EIM domain

An Enterprise Identity Mapping (EIM) domain is a directory within a Lightweight Directory Access Protocol (LDAP) server that contains EIM data for an enterprise.

An EIM domain is the collection of all the EIM identifiers, EIM associations, and user registries that are defined in that domain, as well as access control for the data. Systems (EIM clients) participate in the domain by using the domain data for EIM lookup operations.

An EIM domain is different from a user registry. A user registry defines a set of user identities known to and trusted by a particular instance of an operating system or application. A user registry also contains the information needed to authenticate the user of the identity. Additionally, a user registry often contains other attributes such as user preferences, system privileges, or personal information for that identity.

In contrast, an EIM domain refers to user identities that are defined in user registries. An EIM domain contains information about the relationship between identities in various user registries (user name, registry type, and registry instance) and the actual people or entities that these identities represent.

Figure 2 shows the data that is stored within an EIM domain. This data includes EIM identifiers, EIM registry definitions, and EIM associations.

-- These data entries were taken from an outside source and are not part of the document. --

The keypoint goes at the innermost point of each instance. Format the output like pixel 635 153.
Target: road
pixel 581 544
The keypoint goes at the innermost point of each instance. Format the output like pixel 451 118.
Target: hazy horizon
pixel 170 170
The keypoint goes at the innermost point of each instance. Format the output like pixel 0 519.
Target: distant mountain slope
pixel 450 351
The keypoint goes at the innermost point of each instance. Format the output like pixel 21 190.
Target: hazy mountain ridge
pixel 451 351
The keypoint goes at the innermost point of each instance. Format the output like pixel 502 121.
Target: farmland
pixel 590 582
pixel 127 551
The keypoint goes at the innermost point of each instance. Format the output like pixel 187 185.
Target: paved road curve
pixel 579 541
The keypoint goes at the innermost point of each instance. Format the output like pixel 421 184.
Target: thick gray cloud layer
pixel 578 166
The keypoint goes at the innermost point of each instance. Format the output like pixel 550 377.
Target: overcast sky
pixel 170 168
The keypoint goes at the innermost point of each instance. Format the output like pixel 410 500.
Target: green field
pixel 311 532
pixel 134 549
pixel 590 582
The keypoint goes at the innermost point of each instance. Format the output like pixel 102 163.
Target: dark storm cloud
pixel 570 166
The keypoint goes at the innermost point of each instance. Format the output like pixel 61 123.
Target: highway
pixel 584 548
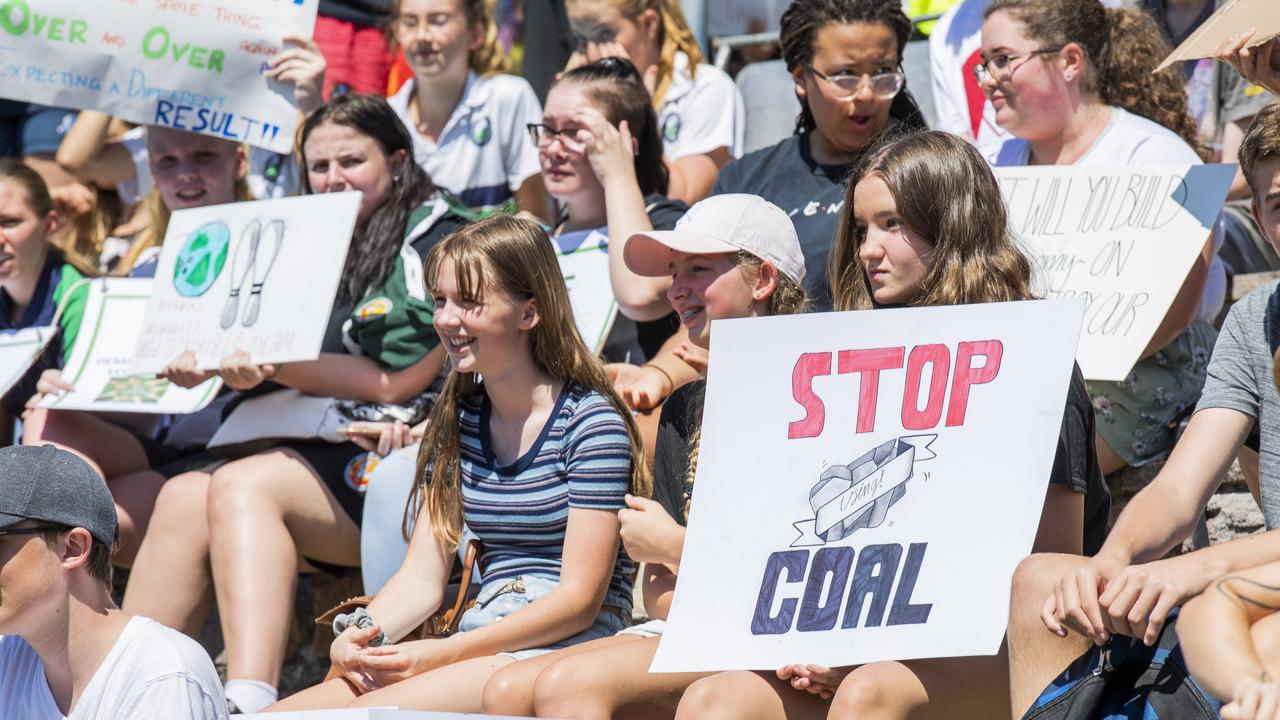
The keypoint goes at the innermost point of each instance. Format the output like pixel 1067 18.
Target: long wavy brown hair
pixel 947 195
pixel 1121 46
pixel 512 256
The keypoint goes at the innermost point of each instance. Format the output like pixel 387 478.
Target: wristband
pixel 671 383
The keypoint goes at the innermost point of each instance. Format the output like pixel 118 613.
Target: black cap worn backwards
pixel 50 484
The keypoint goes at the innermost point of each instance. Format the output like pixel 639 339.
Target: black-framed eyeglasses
pixel 883 85
pixel 30 531
pixel 999 67
pixel 543 135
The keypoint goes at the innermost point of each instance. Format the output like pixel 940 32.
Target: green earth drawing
pixel 201 259
pixel 145 390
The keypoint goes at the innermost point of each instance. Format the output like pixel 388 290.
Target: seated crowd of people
pixel 480 419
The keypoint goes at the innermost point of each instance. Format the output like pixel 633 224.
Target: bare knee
pixel 510 691
pixel 565 689
pixel 713 697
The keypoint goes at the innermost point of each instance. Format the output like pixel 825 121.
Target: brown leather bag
pixel 442 623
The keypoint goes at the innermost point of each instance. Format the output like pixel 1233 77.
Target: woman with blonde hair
pixel 896 247
pixel 700 110
pixel 530 446
pixel 466 115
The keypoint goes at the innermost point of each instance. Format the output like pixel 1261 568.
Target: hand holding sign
pixel 1260 64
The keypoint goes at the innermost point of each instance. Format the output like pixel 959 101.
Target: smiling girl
pixel 732 256
pixel 466 117
pixel 534 451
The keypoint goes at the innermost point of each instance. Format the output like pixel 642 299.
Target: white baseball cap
pixel 722 223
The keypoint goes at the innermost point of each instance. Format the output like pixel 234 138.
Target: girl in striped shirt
pixel 534 450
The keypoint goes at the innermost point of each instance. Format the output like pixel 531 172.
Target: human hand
pixel 817 679
pixel 1260 64
pixel 1255 700
pixel 183 373
pixel 344 655
pixel 301 65
pixel 1073 604
pixel 611 150
pixel 380 437
pixel 649 533
pixel 643 387
pixel 693 356
pixel 1138 598
pixel 394 662
pixel 73 199
pixel 240 373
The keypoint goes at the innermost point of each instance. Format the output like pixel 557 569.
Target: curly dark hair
pixel 804 18
pixel 1123 48
pixel 616 83
pixel 378 242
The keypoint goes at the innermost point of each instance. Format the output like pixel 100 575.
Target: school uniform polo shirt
pixel 700 113
pixel 484 154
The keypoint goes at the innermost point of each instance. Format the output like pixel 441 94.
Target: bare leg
pixel 263 513
pixel 611 682
pixel 923 689
pixel 453 688
pixel 325 696
pixel 748 696
pixel 1037 655
pixel 1107 459
pixel 511 689
pixel 170 579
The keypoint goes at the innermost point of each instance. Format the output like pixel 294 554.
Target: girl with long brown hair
pixel 1073 82
pixel 899 246
pixel 466 115
pixel 528 445
pixel 699 109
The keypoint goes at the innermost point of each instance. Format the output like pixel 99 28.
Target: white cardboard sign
pixel 1123 238
pixel 584 258
pixel 18 352
pixel 99 364
pixel 257 277
pixel 867 483
pixel 176 63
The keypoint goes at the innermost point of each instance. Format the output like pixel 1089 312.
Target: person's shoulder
pixel 167 651
pixel 506 89
pixel 748 165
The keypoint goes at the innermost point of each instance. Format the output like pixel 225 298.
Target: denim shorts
pixel 501 598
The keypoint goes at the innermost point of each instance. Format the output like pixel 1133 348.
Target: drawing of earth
pixel 201 259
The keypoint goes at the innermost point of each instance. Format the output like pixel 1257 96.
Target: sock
pixel 251 696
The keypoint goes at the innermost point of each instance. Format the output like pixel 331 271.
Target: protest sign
pixel 18 351
pixel 257 277
pixel 1230 21
pixel 867 483
pixel 99 364
pixel 584 258
pixel 1123 238
pixel 176 63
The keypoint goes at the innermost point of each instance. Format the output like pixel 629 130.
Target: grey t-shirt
pixel 1239 378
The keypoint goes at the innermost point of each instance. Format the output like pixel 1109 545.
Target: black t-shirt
pixel 635 342
pixel 813 194
pixel 681 415
pixel 1075 464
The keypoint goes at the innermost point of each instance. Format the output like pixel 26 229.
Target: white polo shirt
pixel 700 113
pixel 484 154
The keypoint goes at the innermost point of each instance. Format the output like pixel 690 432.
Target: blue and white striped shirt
pixel 520 511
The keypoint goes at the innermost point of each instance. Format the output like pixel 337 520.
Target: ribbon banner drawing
pixel 850 497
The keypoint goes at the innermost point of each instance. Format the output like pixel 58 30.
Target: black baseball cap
pixel 46 483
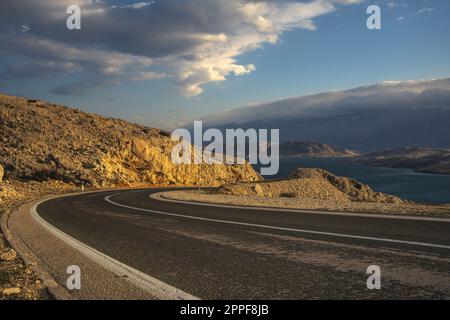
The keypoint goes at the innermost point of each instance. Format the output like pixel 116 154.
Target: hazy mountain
pixel 381 116
pixel 419 159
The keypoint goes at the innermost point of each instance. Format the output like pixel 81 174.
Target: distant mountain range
pixel 418 159
pixel 387 115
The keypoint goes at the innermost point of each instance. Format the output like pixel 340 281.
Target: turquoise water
pixel 404 183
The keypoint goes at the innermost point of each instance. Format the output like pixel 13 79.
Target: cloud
pixel 424 10
pixel 388 94
pixel 191 42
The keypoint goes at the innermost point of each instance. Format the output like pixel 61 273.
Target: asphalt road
pixel 235 253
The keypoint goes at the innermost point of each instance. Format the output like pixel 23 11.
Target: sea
pixel 404 183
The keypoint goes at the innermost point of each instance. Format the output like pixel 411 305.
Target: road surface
pixel 235 253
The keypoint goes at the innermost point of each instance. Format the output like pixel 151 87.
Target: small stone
pixel 9 256
pixel 10 291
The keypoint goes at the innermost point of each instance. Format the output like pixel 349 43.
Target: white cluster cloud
pixel 408 95
pixel 191 42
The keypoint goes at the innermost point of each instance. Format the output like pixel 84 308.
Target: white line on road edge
pixel 160 196
pixel 151 285
pixel 340 235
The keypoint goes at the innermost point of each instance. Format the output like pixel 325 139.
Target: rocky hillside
pixel 419 159
pixel 41 141
pixel 313 149
pixel 316 184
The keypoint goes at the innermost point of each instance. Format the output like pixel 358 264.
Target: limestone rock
pixel 313 184
pixel 52 142
pixel 11 291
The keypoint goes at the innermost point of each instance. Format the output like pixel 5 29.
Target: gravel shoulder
pixel 18 281
pixel 310 204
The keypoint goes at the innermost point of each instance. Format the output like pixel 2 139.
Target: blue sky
pixel 338 52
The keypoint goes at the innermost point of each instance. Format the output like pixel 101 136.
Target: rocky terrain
pixel 50 149
pixel 316 184
pixel 41 141
pixel 313 149
pixel 419 159
pixel 310 189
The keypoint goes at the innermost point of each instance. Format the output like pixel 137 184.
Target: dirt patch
pixel 17 279
pixel 311 204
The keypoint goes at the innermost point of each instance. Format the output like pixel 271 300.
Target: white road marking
pixel 159 196
pixel 152 285
pixel 339 235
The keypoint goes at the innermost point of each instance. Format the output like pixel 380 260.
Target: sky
pixel 165 63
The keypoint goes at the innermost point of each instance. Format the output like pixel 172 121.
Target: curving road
pixel 213 252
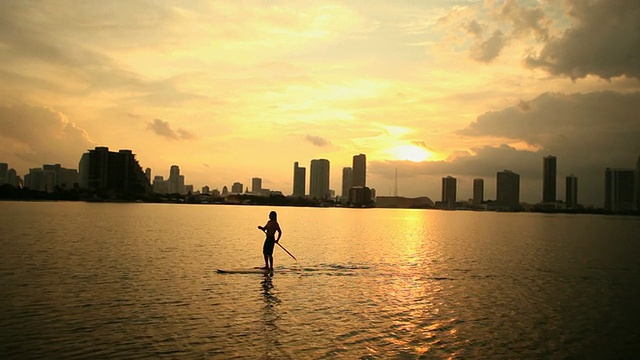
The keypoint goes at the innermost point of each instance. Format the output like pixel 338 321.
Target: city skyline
pixel 236 90
pixel 323 189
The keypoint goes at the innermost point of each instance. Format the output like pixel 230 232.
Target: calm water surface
pixel 86 280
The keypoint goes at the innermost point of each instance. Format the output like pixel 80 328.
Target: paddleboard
pixel 245 271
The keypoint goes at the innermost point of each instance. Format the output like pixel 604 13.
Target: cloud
pixel 603 123
pixel 487 50
pixel 525 20
pixel 163 129
pixel 317 140
pixel 31 135
pixel 586 132
pixel 605 41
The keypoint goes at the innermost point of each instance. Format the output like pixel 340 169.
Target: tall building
pixel 347 183
pixel 236 188
pixel 619 190
pixel 319 179
pixel 40 179
pixel 256 185
pixel 571 192
pixel 4 167
pixel 359 170
pixel 478 191
pixel 549 179
pixel 299 180
pixel 175 186
pixel 83 170
pixel 117 173
pixel 160 186
pixel 449 187
pixel 508 190
pixel 637 187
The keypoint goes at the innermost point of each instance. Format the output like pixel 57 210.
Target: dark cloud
pixel 317 140
pixel 31 135
pixel 163 129
pixel 605 41
pixel 603 123
pixel 586 132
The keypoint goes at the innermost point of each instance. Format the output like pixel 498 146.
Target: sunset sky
pixel 230 90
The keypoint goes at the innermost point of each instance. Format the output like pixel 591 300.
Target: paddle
pixel 287 251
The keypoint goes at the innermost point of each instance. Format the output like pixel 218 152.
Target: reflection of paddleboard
pixel 245 271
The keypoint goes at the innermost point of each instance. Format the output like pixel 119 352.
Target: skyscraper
pixel 549 179
pixel 478 192
pixel 508 189
pixel 237 187
pixel 571 192
pixel 619 190
pixel 319 179
pixel 256 185
pixel 174 180
pixel 117 172
pixel 299 180
pixel 449 187
pixel 4 167
pixel 637 187
pixel 347 182
pixel 360 170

EIM data defines the relationship between user identities and the people or entities that these identities represent in an enterprise.

Figure 1. EIM domain and the data that is stored within the domain
Example of the information that is stored in an EIM domain

EIM data includes:

EIM registry definitions
Each EIM registry definition that you create represents an actual user registry (and the user identity information it contains) that exists on a system within the enterprise. Once you define a specific user registry in EIM, that user registry can participate in the EIM domain. You can create two types of registry definitions, one type refers to system user registries and the other type refers to application user registries.

EIM identifiers
Each EIM identifier that you create uniquely represents a person or entity (such as a print server or a file server) within an enterprise. You can create an EIM identifier when you want to have one-to-one mappings between the user identities that belong to a person or entity to whom the EIM identifier corresponds.

EIM associations
The EIM associations that you create represent relationships between user identities. You must define associations so that EIM clients can use EIM APIs to perform successful EIM lookup operations. These EIM lookup operations search an EIM domain for defined associations. There are two different types of associations that you can create:

Identifier associations
Identifier associations allow you to define a one-to-one relationship between user identities through an EIM identifier defined for an individual. Each EIM identifier association that you create represents a single, specific relationship between an EIM identifier and an associated user identity within an enterprise. Identifier associations provide the information that ties an EIM identifier to a specific user identity in a specific user registry and allow you to create one-to-one identity mapping for a user. Identity associations are especially useful when individuals have user identities with special authorities and other privileges that you want to specifically control by creating one-to-one mappings between their user identities.

Policy associations
Policy associations allow you to define a relationship between a group of user identities in one or more user registries and an individual user identity in another user registry. Each EIM policy association that you create results in a many-to-one mapping between the source group of user identities in one user registry and a single target user identity. Typically, you create policy associations to map a group of users who all require the same level of authorization to a single user identity with that level of authorization.